2.5. A REENCARNAÇÃO NA BÍBLIA E NOS EVANGELHOS
A ideia das vidas anteriores era geralmente admitida entre os hebreus. A Bíblia e os Evangelhos apresentam inúmeras citações que indicam a doutrina das vidas sucessivas. Isaías, cap. XXVI, v.19: "Aqueles do vosso povo a quem a morte foi dada viverão de novo; aqueles que estavam mortos em meio a mim ressuscitarão". Job, cap. XIV, v.10 a 14: "Quando o homem está morto, vive sempre; acabando os dias da minha existência terrestre, esperarei, porquanto a ela voltarei de novo". S. Mateus, cap. XVI, v.13 a 17 - S. Marcos, cap. VIII, v. 27 a 30: "... porque uns diziam que João Baptista ressuscitara dentre os mortos; outros que aparecera Elias; e outros que um dos antigos profetas ressuscitara...". S. Mateus, cap. XVII, v.10 a 13; S. Marcos, cap. IX, v.11 a 13: "... É verdade que Elias há-de vir e restabelecer todas as coisas, mas eu vos declaro que Elias já veio e eles não o conheceram e o trataram como lhes aprouve... Então seus discípulos compreenderam que fora de João Baptista que ele falara". S. João, cap. III, v.1 a 12: "... Jesus lhe respondeu: "Em verdade, em verdade, digo-te, ninguém pode ver o reino de Deus se não nascer de novo". Disse-lhe Nicodemos: "Como pode nascer um homem já velho? Pode tornar a entrar no ventre de sua mãe, para nascer segunda vez?". Retorquiu-lhe Jesus: ... "Não te admires de que eu te haja dito ser preciso que nasças de novo"... Respondeu-lhe Nicodemos: "Como pode isso fazer-se?". Jesus lhe observou: "Pois quê! És mestre em Israel e ignoras estas coisas?"... Esta última observação de Jesus demonstra que a reencarnação era ensinada aos intelectuais da época. Existiam ensinos secretos, reservados aos iniciados, que foram compilados nas diferentes obras dos hebreus e que constituem a Cabala. Sob o nome de ressurreição, era a reencarnação ponto de uma das crenças fundamentais dos judeus. Sem o princípio da preexistência da alma e da pluralidade das existências são ininteligíveis, na sua maioria, as máximas do Evangelho. Somente o princípio da reencarnação dará a essas máximas o sentido verdadeiro.

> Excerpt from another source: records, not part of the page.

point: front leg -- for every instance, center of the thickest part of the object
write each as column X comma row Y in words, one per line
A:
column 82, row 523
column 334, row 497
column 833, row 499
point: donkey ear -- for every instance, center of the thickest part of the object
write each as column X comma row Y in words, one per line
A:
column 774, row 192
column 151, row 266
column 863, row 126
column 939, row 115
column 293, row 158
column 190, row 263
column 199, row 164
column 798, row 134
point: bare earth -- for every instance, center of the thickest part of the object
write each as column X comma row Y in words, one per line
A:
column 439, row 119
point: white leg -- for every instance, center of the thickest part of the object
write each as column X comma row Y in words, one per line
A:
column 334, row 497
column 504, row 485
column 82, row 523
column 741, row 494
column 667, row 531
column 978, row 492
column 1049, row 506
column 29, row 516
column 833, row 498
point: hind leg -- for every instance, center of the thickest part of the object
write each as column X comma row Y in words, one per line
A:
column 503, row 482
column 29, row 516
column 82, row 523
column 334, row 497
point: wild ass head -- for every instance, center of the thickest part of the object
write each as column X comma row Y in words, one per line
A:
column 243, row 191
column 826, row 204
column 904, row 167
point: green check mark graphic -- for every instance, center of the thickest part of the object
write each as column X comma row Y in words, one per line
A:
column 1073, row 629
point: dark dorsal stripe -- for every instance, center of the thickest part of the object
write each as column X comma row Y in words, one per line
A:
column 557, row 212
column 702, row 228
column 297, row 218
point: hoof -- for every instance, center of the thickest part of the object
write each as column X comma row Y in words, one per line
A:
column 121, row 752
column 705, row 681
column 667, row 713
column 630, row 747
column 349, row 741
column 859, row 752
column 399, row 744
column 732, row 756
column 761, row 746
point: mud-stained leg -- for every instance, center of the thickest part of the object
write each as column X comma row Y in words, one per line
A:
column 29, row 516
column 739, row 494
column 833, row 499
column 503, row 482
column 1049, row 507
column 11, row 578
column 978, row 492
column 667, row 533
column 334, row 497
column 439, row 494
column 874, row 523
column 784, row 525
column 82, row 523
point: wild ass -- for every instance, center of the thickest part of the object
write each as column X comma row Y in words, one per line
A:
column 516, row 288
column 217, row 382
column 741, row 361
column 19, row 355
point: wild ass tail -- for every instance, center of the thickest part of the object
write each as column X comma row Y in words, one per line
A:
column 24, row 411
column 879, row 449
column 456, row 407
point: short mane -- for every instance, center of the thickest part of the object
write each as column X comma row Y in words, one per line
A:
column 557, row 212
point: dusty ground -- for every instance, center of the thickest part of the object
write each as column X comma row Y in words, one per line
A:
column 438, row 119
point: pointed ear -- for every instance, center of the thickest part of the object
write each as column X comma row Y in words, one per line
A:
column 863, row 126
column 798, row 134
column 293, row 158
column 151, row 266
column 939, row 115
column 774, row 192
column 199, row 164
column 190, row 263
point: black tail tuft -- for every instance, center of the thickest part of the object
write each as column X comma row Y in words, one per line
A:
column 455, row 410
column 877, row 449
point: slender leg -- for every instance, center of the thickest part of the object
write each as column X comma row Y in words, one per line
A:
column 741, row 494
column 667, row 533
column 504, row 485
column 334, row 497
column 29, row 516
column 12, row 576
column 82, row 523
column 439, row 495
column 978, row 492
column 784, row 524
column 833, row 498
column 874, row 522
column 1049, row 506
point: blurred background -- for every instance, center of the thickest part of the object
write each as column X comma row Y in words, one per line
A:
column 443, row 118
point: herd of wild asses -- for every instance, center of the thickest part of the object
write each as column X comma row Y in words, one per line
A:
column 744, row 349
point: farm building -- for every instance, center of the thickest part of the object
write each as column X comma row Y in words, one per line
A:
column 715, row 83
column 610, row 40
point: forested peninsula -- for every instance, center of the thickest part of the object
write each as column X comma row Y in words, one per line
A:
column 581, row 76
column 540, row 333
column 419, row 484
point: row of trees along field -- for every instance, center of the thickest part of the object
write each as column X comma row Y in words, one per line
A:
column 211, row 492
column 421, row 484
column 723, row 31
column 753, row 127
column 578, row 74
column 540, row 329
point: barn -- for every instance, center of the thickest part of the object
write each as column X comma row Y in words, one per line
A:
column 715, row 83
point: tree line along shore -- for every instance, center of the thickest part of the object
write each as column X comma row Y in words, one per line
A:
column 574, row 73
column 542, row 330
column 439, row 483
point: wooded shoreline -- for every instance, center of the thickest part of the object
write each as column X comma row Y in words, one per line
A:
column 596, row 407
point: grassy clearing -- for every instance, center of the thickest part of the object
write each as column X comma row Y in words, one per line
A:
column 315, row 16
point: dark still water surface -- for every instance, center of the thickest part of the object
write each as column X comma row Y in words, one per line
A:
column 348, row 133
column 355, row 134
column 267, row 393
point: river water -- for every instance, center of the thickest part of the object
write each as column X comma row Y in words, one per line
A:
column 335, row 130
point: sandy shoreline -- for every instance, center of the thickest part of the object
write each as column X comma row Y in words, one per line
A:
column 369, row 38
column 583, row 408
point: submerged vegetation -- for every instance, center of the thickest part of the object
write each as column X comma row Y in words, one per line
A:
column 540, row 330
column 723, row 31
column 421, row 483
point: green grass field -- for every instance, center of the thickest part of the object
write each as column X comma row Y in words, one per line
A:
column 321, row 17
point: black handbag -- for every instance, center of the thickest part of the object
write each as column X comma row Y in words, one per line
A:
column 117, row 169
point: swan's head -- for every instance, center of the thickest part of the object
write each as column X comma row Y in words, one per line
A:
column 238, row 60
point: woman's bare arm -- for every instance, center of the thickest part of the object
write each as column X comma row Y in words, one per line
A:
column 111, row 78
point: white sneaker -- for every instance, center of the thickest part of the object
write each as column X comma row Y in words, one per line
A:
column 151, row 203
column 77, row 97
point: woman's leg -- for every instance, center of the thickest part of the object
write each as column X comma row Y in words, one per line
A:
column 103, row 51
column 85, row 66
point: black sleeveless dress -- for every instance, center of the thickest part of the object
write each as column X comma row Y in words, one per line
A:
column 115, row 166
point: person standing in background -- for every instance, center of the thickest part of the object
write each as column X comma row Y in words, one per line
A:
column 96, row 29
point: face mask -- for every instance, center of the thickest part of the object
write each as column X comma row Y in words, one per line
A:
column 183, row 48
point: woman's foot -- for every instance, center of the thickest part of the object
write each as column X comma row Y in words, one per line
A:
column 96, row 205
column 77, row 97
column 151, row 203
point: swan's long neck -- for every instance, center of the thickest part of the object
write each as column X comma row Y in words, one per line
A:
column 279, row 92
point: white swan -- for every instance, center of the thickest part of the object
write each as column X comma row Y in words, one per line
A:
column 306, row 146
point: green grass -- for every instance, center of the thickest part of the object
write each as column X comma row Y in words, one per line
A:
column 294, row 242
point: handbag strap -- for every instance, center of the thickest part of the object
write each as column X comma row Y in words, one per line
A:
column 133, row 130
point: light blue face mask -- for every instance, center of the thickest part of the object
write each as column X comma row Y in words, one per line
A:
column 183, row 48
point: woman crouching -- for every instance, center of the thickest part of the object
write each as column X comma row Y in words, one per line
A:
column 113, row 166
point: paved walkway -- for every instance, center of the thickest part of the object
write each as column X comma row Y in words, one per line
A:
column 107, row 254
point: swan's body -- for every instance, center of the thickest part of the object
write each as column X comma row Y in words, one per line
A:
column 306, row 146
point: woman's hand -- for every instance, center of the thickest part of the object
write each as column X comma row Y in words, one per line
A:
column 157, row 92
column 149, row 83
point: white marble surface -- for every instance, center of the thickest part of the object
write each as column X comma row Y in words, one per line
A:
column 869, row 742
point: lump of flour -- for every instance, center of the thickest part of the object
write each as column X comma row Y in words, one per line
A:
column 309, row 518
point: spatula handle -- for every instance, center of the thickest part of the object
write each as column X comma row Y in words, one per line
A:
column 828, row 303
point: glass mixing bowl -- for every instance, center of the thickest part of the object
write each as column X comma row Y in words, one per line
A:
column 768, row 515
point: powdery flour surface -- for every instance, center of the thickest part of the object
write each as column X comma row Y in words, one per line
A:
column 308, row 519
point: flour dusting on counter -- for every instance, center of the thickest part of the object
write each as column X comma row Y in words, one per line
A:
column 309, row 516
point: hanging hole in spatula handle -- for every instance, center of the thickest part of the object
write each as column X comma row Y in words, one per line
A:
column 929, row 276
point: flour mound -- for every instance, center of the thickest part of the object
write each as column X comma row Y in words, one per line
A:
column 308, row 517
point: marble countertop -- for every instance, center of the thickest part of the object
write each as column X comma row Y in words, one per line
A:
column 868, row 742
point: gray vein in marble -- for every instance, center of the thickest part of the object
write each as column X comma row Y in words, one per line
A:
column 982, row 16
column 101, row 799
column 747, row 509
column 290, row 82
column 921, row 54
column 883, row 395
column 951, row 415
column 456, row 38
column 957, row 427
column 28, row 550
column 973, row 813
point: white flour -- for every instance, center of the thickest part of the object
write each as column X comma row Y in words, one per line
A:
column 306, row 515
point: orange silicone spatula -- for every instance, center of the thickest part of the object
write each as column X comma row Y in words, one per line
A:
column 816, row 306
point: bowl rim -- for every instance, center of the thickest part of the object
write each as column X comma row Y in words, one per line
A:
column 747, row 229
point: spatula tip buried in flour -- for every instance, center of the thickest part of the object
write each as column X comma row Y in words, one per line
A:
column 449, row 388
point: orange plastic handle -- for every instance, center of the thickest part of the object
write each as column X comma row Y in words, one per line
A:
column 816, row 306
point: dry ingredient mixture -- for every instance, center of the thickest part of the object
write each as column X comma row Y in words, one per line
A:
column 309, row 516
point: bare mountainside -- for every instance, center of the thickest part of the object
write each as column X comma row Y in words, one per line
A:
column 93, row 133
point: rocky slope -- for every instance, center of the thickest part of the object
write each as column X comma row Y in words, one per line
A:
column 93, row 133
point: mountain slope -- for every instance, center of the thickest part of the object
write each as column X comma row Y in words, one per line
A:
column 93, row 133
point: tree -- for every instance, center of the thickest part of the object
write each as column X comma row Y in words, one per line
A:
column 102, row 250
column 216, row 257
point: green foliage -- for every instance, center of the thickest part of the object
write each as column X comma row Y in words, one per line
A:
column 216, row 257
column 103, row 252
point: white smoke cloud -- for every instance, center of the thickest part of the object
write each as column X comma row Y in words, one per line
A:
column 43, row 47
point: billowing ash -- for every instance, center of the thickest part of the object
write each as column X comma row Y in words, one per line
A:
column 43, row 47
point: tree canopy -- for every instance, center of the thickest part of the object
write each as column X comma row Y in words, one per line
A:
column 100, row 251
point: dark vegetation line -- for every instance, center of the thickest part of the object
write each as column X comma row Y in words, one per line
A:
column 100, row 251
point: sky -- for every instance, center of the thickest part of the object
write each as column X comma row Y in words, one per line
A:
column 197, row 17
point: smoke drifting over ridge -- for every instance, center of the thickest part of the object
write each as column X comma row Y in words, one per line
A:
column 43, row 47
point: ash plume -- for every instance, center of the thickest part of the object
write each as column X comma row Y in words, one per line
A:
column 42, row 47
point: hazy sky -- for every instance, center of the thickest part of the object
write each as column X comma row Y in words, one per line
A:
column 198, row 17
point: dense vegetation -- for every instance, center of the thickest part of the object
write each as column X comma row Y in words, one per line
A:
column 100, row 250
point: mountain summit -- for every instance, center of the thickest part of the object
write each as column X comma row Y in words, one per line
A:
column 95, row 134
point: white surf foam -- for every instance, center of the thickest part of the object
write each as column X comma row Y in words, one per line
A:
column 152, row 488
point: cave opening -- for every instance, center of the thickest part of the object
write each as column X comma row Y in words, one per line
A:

2.6. REENCARNAÇÃO E EVOLUÇÃO ANÍMICA
O princípio inteligente, distinto do princípio material, individualiza-se e elabora-se, passando pelos diversos graus da animalidade. É aí que a alma ensaia para a vida e desenvolve, pelo exercício, as suas primeiras faculdades. Chegada ao grau de desenvolvimento que esse estado comporta, ela recebe as faculdades especiais que constituem a alma humana. O que constitui o homem espiritual não é a sua origem são os atributos especiais de que ele se apresenta dotado ao entrar na humanidade. Por haver passado pela fieira da animalidade, o homem não deixaria de ser homem; já não seria animal, como o fruto não é a raiz, como o sábio não é o feto informe que o pôs no mundo. Uma cadeia ascendente e contínua liga todas as criações, o mineral ao vegetal, o vegetal ao animal, e este ao ente humano... A alma elabora-se no seio dos organismos rudimentares. No animal está apenas em estado embrionário; no homem adquire conhecimento e não mais pode retrogradar. A finalidade da alma é o desenvolvimento de todas as faculdades a ela inerentes. Para consegui-lo, ela é obrigada a encarnar grande número de vezes na Terra, a fim de acendrar as suas faculdades morais e intelectuais. É mediante uma evolução ininterrupta, a partir das formas de vida mais rudimentares, até à condição humana, que o princípio pensante conquista, lentamente, a sua individualidade. Chegado a esse estágio, cumpre-lhe fazer eclodir a sua espiritualidade, dominando os instintos remanescentes da sua passagem pelas formas inferiores, a fim de elevar-se, na série das transformações, para destinos sempre mais altos.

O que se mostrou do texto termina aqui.